James Madison by Richard Brookhiser
Richard Brookhiser, a senior editor at the National Review, has written a compact and highly readable biography of our fourth president. Its tone is crisp, modern, and occasionally anachronistic (Twitter and YouTube both make appearances.)
That being said, the book is fairly substantive in spite of its brevity. One advantage of reading about these men within the larger context of this project is I often learn about them over the course of many books rather than just within their individual biographies. As you would no doubt imagine, the "Founder of the Constitution" plays a fairly prominent role in nearly every historical account I have so far read.
Interestingly, I've found that perhaps predictably, the larger more comprehensive biographies, say McCullough's John Adams, provide considerably more depth and perspective into the lives of these men than a shorter volume can possibly offer.
Madison was, unquestionably, a brilliant man. Socially awkward and sickly throughout his life (Washington Irving famously described him as ‘a withered little Apple-John'), he was third in the so-called "Virginia Dynasty" that made up four of the first five presidents. Madison was, like Jefferson, born into a prominent Virginia planting family, and also like Jefferson, Madison didn't fight in the Revolution but did serve in the Virginia House of Delegates. He attended the first and second Continental Congress before going on to help organize the Constitutional Convention. He was the primary author of the Bill of Rights (though he opposed it), and eventually went on to win election in the U.S. House of Representatives.
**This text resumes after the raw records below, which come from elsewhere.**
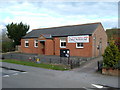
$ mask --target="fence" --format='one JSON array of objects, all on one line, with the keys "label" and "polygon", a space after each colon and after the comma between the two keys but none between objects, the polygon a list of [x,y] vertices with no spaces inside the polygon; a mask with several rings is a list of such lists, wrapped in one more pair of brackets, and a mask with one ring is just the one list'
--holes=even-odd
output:
[{"label": "fence", "polygon": [[59,56],[39,56],[37,54],[4,54],[2,55],[2,59],[18,59],[23,61],[32,61],[41,63],[50,63],[50,64],[62,64],[68,65],[71,69],[79,67],[82,63],[86,62],[87,58],[76,58],[76,57],[59,57]]}]

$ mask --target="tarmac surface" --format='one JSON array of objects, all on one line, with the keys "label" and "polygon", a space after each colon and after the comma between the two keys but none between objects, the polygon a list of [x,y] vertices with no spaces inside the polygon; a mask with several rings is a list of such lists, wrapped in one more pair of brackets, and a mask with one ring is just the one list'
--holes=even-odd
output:
[{"label": "tarmac surface", "polygon": [[[93,59],[70,71],[56,71],[31,66],[2,63],[2,88],[120,88],[120,77],[102,75],[97,70],[97,61]],[[17,70],[17,71],[16,71]],[[20,72],[19,70],[25,71]],[[116,89],[112,89],[116,90]]]}]

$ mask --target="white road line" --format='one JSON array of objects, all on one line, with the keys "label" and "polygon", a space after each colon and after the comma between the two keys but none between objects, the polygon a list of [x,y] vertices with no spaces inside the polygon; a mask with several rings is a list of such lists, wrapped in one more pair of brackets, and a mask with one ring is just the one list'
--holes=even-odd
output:
[{"label": "white road line", "polygon": [[27,73],[27,72],[21,72],[21,73]]},{"label": "white road line", "polygon": [[14,73],[13,75],[18,75],[18,73]]},{"label": "white road line", "polygon": [[4,75],[4,76],[2,76],[2,77],[9,77],[9,75]]},{"label": "white road line", "polygon": [[91,85],[93,85],[94,87],[97,87],[97,88],[103,88],[103,86],[101,86],[101,85],[96,85],[96,84],[91,84]]}]

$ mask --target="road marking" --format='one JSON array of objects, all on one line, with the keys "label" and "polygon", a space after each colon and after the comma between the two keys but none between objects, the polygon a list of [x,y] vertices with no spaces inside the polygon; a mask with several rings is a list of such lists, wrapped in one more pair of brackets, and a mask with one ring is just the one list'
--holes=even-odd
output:
[{"label": "road marking", "polygon": [[94,87],[97,87],[97,88],[103,88],[103,86],[101,86],[101,85],[97,85],[97,84],[91,84],[91,85],[93,85]]},{"label": "road marking", "polygon": [[21,72],[21,73],[27,73],[27,72]]},{"label": "road marking", "polygon": [[9,75],[4,75],[4,76],[2,76],[2,77],[9,77]]},{"label": "road marking", "polygon": [[18,73],[14,73],[13,75],[18,75]]}]

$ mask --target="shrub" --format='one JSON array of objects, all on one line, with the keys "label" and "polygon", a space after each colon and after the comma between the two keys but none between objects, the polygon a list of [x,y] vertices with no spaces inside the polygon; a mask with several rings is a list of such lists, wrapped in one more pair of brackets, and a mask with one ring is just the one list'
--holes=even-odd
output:
[{"label": "shrub", "polygon": [[12,41],[3,41],[2,42],[2,52],[9,52],[15,50],[14,43]]},{"label": "shrub", "polygon": [[103,66],[118,68],[118,62],[120,62],[119,49],[113,41],[110,41],[109,46],[105,49],[105,53],[103,54]]}]

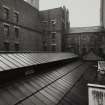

Though he favored a strong federal government during the debate over the Constitution and collaborated with Alexander Hamilton and John Jay in its defense in the pages of their seminal work, The Federalist, he eventually came to be known as a staunch Democratic-Republican, as he and Jefferson effectively created America's first political party. He served as Secretary of State in the Jefferson administration and went on to serve two terms as President, presiding over the War of 1812.
Despite this kind of prestigious service to his country, as a young man...
Madison did and said a number of improper things while he was at Princeton, writing abusive poems about students who belonged to the other of the college’s two debating societies. Madison’s squibs are filled with talk about whoring, pimping, chamber pots and other sophomoric paraphernalia.
Another hilarious if improbable moment comes when Hamilton and Madison, while chatting on a New York City street, "laugh and play with a monkey that was climbing in a neighbor’s yard.” God, I would have loved to have witnessed that.
Ultimately, the reader comes away with an impression of Madison that would feel appropriate in describing so many modern public figures: a man occasionally willing to compromise principles for political expediency, seeing fit to shift his philosophies to suit his best interests. As Brookhiser points out in the book's conclusion, "He supported a stronger national government when he expected to be influential in it and stronger state governments when his power base shifted to that level."